My vision during days 1-4 after PRK surgery was very clear during the daytime. I wasn't seeing a lot of detail (which was never as good compared to my left eye due to the congenital cataract in my right eye), but my vision was still good--so much better than before! My vision got a lot worse after the contact lens bandage was removed and stayed pretty consistent for the next three weeks! I saw huge starbursts and glare at night around any light source. I wasn't comfortable driving at night for the first three weeks, which wasn't an issue since I take the bus to work. I also couldn't read very well with just my right eye. I'm so happy that I only had PRK in one eye, since my left eye made up for the poor vision completely when I was wearing a contact or my glasses. I do a lot of reading and computer work, and can't imagine I would be able to function at work if I had PRK in both eyes at once.

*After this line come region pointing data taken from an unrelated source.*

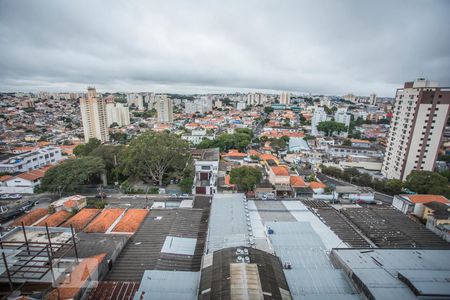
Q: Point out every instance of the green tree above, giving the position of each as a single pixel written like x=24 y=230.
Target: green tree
x=151 y=155
x=427 y=182
x=239 y=140
x=186 y=185
x=278 y=144
x=71 y=173
x=245 y=177
x=393 y=186
x=330 y=127
x=347 y=142
x=268 y=109
x=86 y=149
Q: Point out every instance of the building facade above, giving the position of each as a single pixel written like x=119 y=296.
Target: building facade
x=31 y=160
x=421 y=111
x=93 y=115
x=164 y=109
x=285 y=98
x=319 y=116
x=117 y=113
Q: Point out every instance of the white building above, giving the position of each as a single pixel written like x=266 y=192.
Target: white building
x=164 y=109
x=373 y=99
x=197 y=136
x=31 y=161
x=319 y=116
x=117 y=113
x=24 y=183
x=341 y=116
x=136 y=100
x=256 y=99
x=202 y=105
x=93 y=115
x=285 y=98
x=206 y=171
x=241 y=105
x=420 y=115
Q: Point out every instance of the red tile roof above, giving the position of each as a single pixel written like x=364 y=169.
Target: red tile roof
x=427 y=198
x=280 y=171
x=82 y=218
x=31 y=217
x=55 y=219
x=317 y=185
x=104 y=220
x=131 y=221
x=297 y=181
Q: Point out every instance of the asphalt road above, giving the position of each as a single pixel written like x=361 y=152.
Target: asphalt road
x=328 y=180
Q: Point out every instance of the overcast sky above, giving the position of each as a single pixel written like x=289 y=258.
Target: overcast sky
x=331 y=47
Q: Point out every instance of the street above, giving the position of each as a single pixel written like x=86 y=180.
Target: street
x=328 y=180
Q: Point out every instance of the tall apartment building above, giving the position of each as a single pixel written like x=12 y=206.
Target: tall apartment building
x=319 y=116
x=285 y=98
x=373 y=99
x=136 y=99
x=202 y=105
x=421 y=111
x=341 y=116
x=117 y=113
x=93 y=115
x=164 y=109
x=256 y=99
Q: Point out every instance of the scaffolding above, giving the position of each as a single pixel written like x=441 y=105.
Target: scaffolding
x=26 y=260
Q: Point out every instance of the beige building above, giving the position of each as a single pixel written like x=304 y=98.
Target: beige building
x=420 y=114
x=164 y=108
x=117 y=113
x=93 y=115
x=285 y=98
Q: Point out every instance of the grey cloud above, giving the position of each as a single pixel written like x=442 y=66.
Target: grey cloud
x=325 y=46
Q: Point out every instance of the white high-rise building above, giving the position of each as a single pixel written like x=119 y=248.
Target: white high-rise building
x=256 y=99
x=319 y=116
x=202 y=105
x=93 y=115
x=285 y=98
x=117 y=113
x=421 y=111
x=136 y=100
x=164 y=109
x=341 y=116
x=373 y=99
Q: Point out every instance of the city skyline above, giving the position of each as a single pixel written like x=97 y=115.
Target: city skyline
x=351 y=48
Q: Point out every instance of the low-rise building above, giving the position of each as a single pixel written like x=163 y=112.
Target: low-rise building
x=31 y=160
x=415 y=203
x=206 y=171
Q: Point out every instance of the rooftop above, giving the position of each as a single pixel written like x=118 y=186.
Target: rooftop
x=426 y=198
x=228 y=222
x=157 y=284
x=82 y=218
x=397 y=273
x=144 y=249
x=211 y=154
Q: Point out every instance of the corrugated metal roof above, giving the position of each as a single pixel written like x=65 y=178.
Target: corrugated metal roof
x=228 y=222
x=177 y=245
x=398 y=273
x=312 y=275
x=178 y=285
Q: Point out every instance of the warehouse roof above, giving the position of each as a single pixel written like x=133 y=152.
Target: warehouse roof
x=157 y=284
x=228 y=222
x=242 y=273
x=312 y=274
x=397 y=273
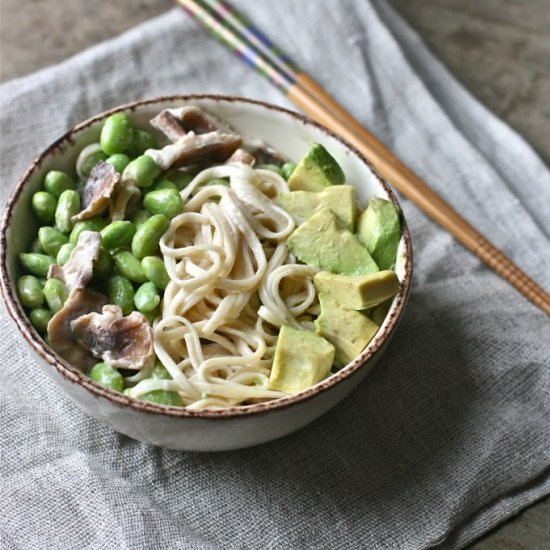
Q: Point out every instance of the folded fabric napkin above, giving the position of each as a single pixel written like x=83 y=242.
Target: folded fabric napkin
x=450 y=433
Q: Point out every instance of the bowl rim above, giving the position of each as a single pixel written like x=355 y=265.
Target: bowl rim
x=72 y=374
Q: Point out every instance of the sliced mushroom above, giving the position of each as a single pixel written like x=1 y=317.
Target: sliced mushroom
x=123 y=342
x=60 y=333
x=192 y=147
x=175 y=123
x=78 y=271
x=241 y=155
x=96 y=192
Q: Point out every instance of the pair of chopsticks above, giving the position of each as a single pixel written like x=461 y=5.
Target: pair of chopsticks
x=256 y=50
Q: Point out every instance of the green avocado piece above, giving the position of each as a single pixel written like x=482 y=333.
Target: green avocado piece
x=358 y=291
x=339 y=198
x=379 y=229
x=301 y=360
x=348 y=330
x=316 y=170
x=322 y=243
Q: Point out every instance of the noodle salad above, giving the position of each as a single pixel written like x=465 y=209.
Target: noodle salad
x=187 y=265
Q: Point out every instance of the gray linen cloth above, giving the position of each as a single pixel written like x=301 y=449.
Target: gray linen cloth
x=450 y=433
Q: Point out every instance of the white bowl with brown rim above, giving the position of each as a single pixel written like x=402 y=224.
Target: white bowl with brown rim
x=176 y=427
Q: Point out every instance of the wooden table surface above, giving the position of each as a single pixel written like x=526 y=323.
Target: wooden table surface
x=498 y=49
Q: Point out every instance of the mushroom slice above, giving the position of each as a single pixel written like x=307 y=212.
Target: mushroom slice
x=175 y=123
x=78 y=271
x=192 y=147
x=241 y=155
x=123 y=342
x=60 y=333
x=95 y=195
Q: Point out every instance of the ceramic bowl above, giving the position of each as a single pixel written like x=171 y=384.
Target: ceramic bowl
x=173 y=427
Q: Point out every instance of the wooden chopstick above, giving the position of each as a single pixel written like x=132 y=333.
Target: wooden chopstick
x=252 y=47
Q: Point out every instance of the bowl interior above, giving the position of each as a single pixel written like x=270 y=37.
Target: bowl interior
x=287 y=132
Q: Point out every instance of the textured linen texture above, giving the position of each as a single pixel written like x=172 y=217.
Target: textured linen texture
x=450 y=433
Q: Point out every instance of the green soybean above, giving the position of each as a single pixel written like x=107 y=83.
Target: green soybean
x=37 y=247
x=56 y=182
x=119 y=161
x=146 y=298
x=56 y=293
x=142 y=171
x=107 y=376
x=139 y=217
x=104 y=263
x=287 y=168
x=40 y=317
x=141 y=141
x=30 y=291
x=162 y=397
x=64 y=253
x=129 y=266
x=117 y=234
x=68 y=206
x=36 y=264
x=155 y=270
x=116 y=134
x=92 y=224
x=121 y=293
x=91 y=161
x=163 y=183
x=44 y=205
x=51 y=240
x=163 y=201
x=271 y=167
x=148 y=234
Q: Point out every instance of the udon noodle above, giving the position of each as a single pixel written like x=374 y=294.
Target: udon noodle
x=226 y=250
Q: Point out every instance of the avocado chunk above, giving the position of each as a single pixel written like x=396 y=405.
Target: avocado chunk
x=322 y=243
x=301 y=360
x=358 y=291
x=339 y=198
x=379 y=229
x=316 y=170
x=348 y=330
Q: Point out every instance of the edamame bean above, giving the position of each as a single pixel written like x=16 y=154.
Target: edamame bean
x=51 y=240
x=163 y=201
x=40 y=317
x=90 y=161
x=93 y=224
x=141 y=141
x=146 y=298
x=148 y=234
x=287 y=168
x=56 y=293
x=121 y=293
x=119 y=161
x=116 y=134
x=44 y=205
x=64 y=253
x=142 y=171
x=272 y=167
x=141 y=216
x=117 y=234
x=104 y=263
x=36 y=264
x=129 y=266
x=155 y=271
x=164 y=184
x=107 y=376
x=37 y=247
x=68 y=206
x=30 y=291
x=162 y=397
x=56 y=182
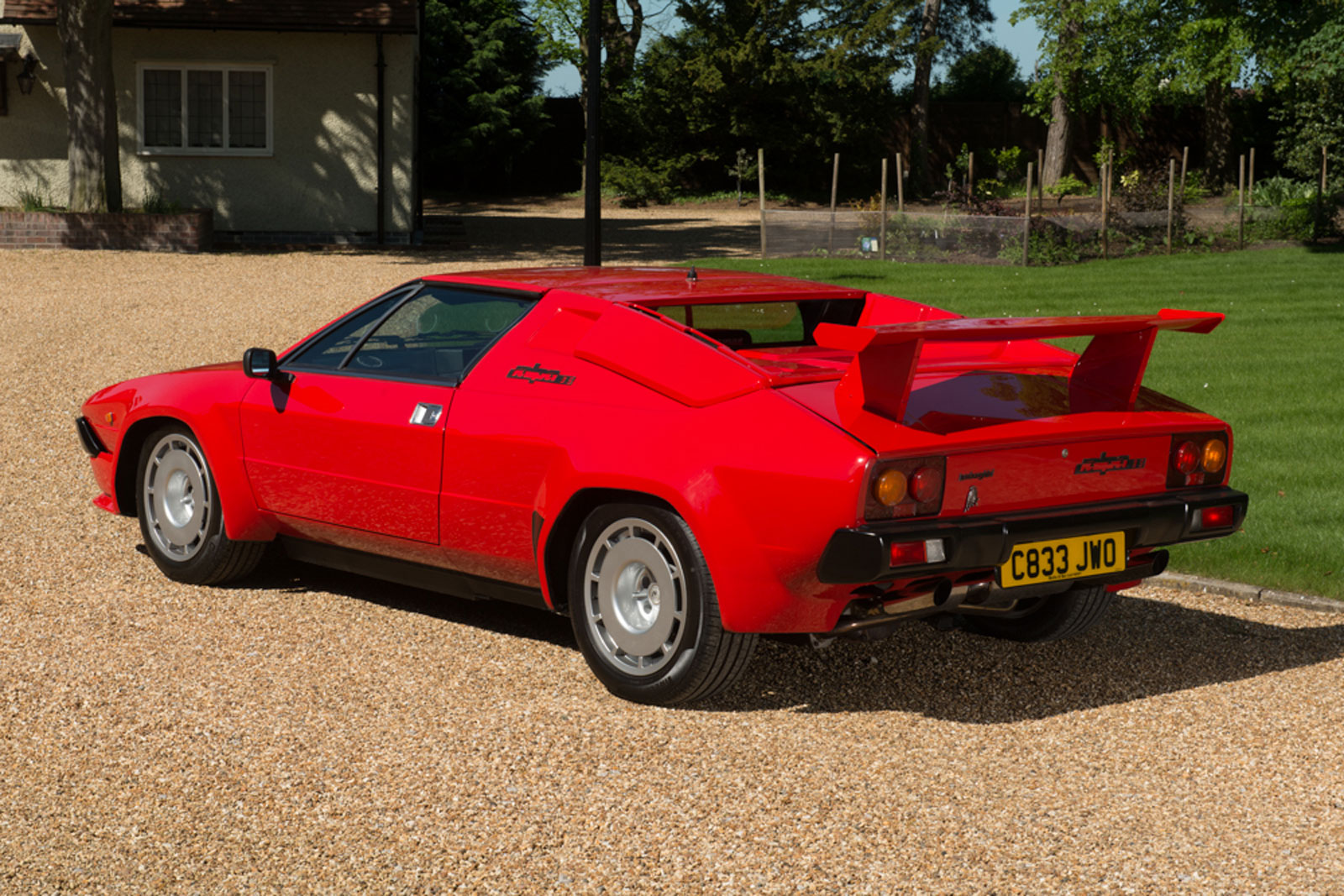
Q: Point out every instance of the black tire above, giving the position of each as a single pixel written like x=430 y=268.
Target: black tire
x=643 y=645
x=179 y=513
x=1061 y=616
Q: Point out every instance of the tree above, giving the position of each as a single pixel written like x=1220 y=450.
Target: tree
x=85 y=31
x=1312 y=113
x=985 y=74
x=480 y=87
x=801 y=78
x=942 y=24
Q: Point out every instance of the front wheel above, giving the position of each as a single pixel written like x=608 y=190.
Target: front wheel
x=1061 y=616
x=644 y=609
x=179 y=513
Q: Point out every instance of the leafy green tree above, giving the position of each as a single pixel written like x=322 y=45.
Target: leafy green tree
x=801 y=78
x=985 y=74
x=480 y=89
x=938 y=27
x=1312 y=113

Speaking of glasses, I went to Costco and bought non-prescription lenses for my glasses, so I could wear them for the next couple of months without having one missing lens and looking completely ridiculous before my left eye Visian ICL surgery. I still look ridiculous with my glasses on since my right lens is prescription-less and my left lens is -11 diopters and makes my left eye look tiny in comparison! I usually wear my contacts but my eyes get red and itchy so it's nice to take them out after work.

Even though I read a lot of blogs and knew that healing time was really variable, I will admit I was worried during the first three to four weeks. I ended up doing a lot of research to ease my mind. I learned about residual astigmatism, corneal haze, central island healing, and high-order aberrations, which can all be caused or intensified by PRK.

View of Trees Outside my Window
In the last week or so (from about day 28, or week 4) my vision has really began to improve, both during the day and at night. I look out my living room window at trees to compare my vision day to day. I'm seeing a lot more detail close up and mid-range, though things very far away are still blurry. During the day, I am still seeing starbursts around small lights (like the Wii or TV light), but they seem to be getting smaller. When I go outside during the day, I have ghosting (double vision) where I see one or two copies of the number on a street speed sign or icon on a walk sign. When I go outside at night, I can now tolerate looking at traffic lights and headlights. There's still some starbursts and glare, but they are much less intense than a few weeks ago. I have never experienced halos.

My vision is also best right when I wake up, and gets worse throughout the day, especially if I have to read or use the computer for extended amounts of time. I'm still using preservative-free lubricating drops every hour or two, so I don't think it's a dryness issue, but who knows. My next follow-up is just a few days away and I'm so curious what I will score on the Snellen chart, consider I wasn't able to read the big 'E' 35 days ago!